WEBINAR 2 12 Dec 2024 07:00 - 10:00am (GMT-4)
This AI and Data Science Sprint for Economic Statistics plays an important role in the ongoing efforts of the statistical community to integrate advanced data science techniques within the framework of national and international statistical systems. By highlighting successful use cases and discussing the strategic integration of new technologies, the sprint will help in shaping the future of economic statistics production. This Sprint will also be an important step in the further development of the Data Science Leadership Network playbook and seeks to empower NSOs with cutting-edge tools and methodologies for statistical production.
The sprint has four main objectives: (1) Present a series of impactful AI and data science projects in statistical production utilizing reproducible analytical pipelines; (2) Present AI and data science projects for the compilation of economic indicators to inform economic policies; (3) Present the possible use of generative AI technologies for the dissemination and interpretation of statistics; and (4) Address strategic and cross-cutting issues.
Presentation Annotations Agenda
Session 3
Leveraging Open-Source Language Models for Automatic Codification of Employment and Economic Activity in Household Surveys
Alejandro Pimentel, Deputy Director of Research in Data Science, INEGI, Mexico
Summary: This presentation will outline how INEGI is utilizing and investigating open-source language model architectures to automate the codification of responses in household surveys and censuses.
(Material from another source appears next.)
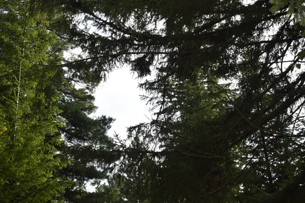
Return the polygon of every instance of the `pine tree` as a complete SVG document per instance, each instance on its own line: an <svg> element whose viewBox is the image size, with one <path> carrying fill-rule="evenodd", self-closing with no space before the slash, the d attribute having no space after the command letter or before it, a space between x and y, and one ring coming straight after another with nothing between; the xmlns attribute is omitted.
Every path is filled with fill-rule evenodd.
<svg viewBox="0 0 305 203"><path fill-rule="evenodd" d="M261 0L246 5L226 0L71 0L64 6L72 14L71 18L81 16L80 22L88 23L81 29L75 22L70 29L70 40L87 54L78 61L67 63L71 70L75 69L80 74L90 70L97 80L124 63L131 64L132 70L140 77L151 70L157 73L156 79L144 87L152 93L150 101L156 102L160 112L151 123L131 128L131 148L123 146L121 149L122 154L126 154L125 159L122 155L126 161L123 165L130 166L123 170L122 175L127 176L130 188L143 189L142 192L134 190L137 192L132 193L130 199L183 202L197 195L201 196L197 202L301 201L294 194L302 194L305 182L302 132L305 73L301 69L304 28L301 1ZM89 31L89 26L97 30ZM87 65L90 69L82 69ZM200 77L206 81L206 89L188 96L183 91L187 94L182 98L190 100L188 106L178 99L177 91L169 90L173 86L178 88L176 83L202 81ZM224 81L231 85L218 85ZM212 81L214 85L208 85ZM192 88L182 86L192 92ZM213 89L218 94L211 93ZM206 98L203 106L198 105L200 100L192 99L199 95ZM222 100L218 100L220 95ZM172 104L176 102L174 99L179 101L175 106ZM211 105L219 103L216 107ZM170 109L177 107L180 107L175 111ZM179 118L179 126L173 126L178 121L169 120L174 113L184 117ZM211 118L204 119L205 117ZM218 121L214 118L218 117L221 118ZM193 122L198 125L191 125ZM187 127L181 128L184 125ZM215 130L212 130L212 126ZM185 145L185 141L173 138L186 132L188 136L201 134L197 136L200 138L198 143L193 144L198 145L194 148L197 152L191 149L172 152ZM206 139L215 145L207 151L208 148L202 143ZM154 142L161 147L159 151L149 149ZM168 190L164 196L160 196L156 192L158 190L152 189L160 185L152 187L158 182L154 180L155 175L161 173L160 168L171 168L176 163L182 163L186 156L183 152L191 155L201 153L198 152L212 154L217 157L217 163L212 164L213 167L205 164L204 170L211 172L207 173L207 178L185 182L187 189L184 191L174 187L174 179L166 182L164 187L167 186ZM175 158L164 160L173 153L177 155ZM187 162L192 161L191 157L186 159ZM220 157L229 161L223 162ZM203 156L201 159L209 162L209 159ZM239 168L234 167L232 161ZM162 163L168 164L167 168ZM200 163L190 164L188 168L185 167L188 164L176 165L179 166L176 171L169 170L166 174L175 176L187 170L195 172ZM214 166L225 176L213 173ZM156 174L152 173L153 169ZM207 183L208 178L215 180L219 176L231 178L223 185L215 184L209 188L212 182ZM132 179L129 180L129 177ZM160 178L160 182L167 180L165 177ZM199 193L190 193L191 186L198 185L198 182L202 186L194 191ZM220 199L213 198L223 190L224 199L221 200L220 195ZM178 191L181 196L176 195ZM154 195L165 198L151 199Z"/></svg>
<svg viewBox="0 0 305 203"><path fill-rule="evenodd" d="M4 202L47 202L68 185L53 177L67 161L56 157L63 125L49 91L60 63L55 33L36 2L0 3L0 198Z"/></svg>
By implementing these models, INEGI can efficiently classify employment status and economic activity, significantly reducing manual labor and minimizing errors.
Session 4
IntelliStatcan: Gen-AI chatbot for obtaining statistical information
Milana Karaganis, Director General, Digital Strategic Services
Summary: As part of Statistics Canada’s roadmap for AI adoption, the agency has been experimenting with Gen-AI technologies and methods to address important business problems. This presentation will provide an overview of IntelliStatCan, a Gen-AI powered chatbot to help visitors of Statistics Canada web-site find information within publications available on the web-site. The presentation will discuss the business opportunity, the approach, methods and technology used, and lessons learned to-date.
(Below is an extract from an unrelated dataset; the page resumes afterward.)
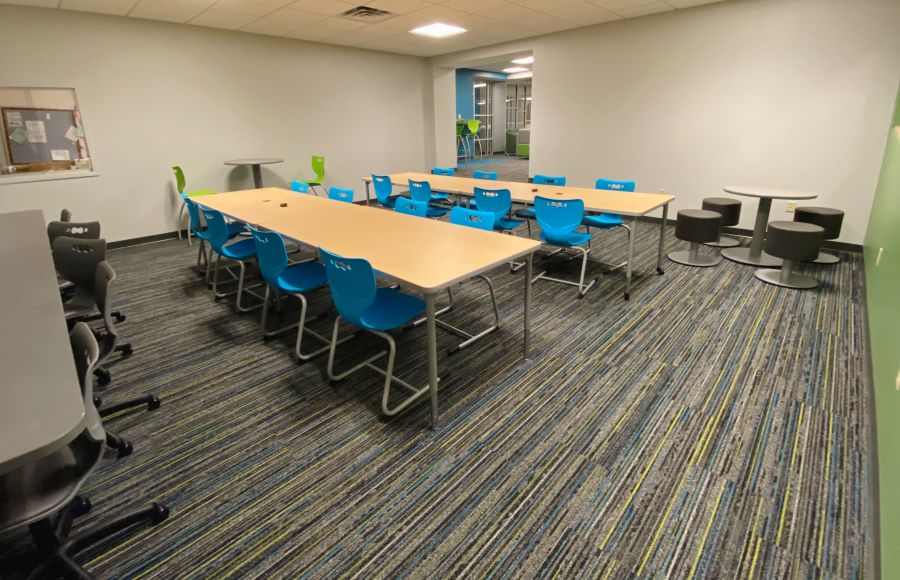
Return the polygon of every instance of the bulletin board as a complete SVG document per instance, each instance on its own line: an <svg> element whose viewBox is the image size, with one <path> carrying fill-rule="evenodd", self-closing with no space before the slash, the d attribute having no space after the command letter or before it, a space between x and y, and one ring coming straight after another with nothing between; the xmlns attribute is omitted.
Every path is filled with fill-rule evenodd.
<svg viewBox="0 0 900 580"><path fill-rule="evenodd" d="M4 136L12 165L76 161L84 133L75 111L3 107Z"/></svg>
Automatic Generation of Informative Documents Based on Official Statistics
Amado Esquer, Chief of Research in Data Science, and Elio Villaseñor, Director of Data Science Lab, INEGI, Mexico
Summary: This presentation will discuss how INEGI is evaluating the use generative AI to automatically produce documents based on official statistics. By utilizing this technology, it is possible to generate statistical reports and summaries quickly and consistently, ensuring high-quality outputs that are both accurate and informative for a broad audience.
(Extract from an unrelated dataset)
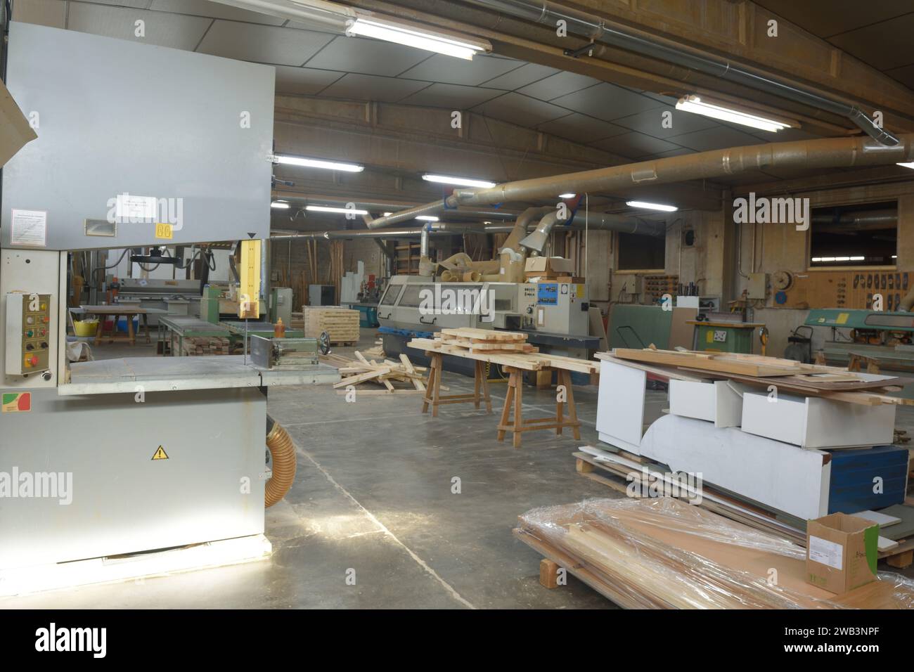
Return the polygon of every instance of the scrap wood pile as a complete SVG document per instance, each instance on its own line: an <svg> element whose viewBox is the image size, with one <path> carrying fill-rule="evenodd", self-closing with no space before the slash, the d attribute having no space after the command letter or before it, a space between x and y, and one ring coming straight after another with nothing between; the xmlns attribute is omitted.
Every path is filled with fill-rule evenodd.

Building Trust in AI: Statistics Canada's Framework for Responsible and Ethical Governance
Christos Sarakinos, Director of Data Science and Innovation at Statistics Canada
Summary: Statistics Canada’s approach to responsible AI combines structured oversight with ethical standards, aligning AI practices with global frameworks and emphasizing transparency, fairness, and accountability. This presentation highlights the agency’s commitment to building public trust through rigorous peer reviews, collaborative partnerships, and comprehensive governance in AI ethics.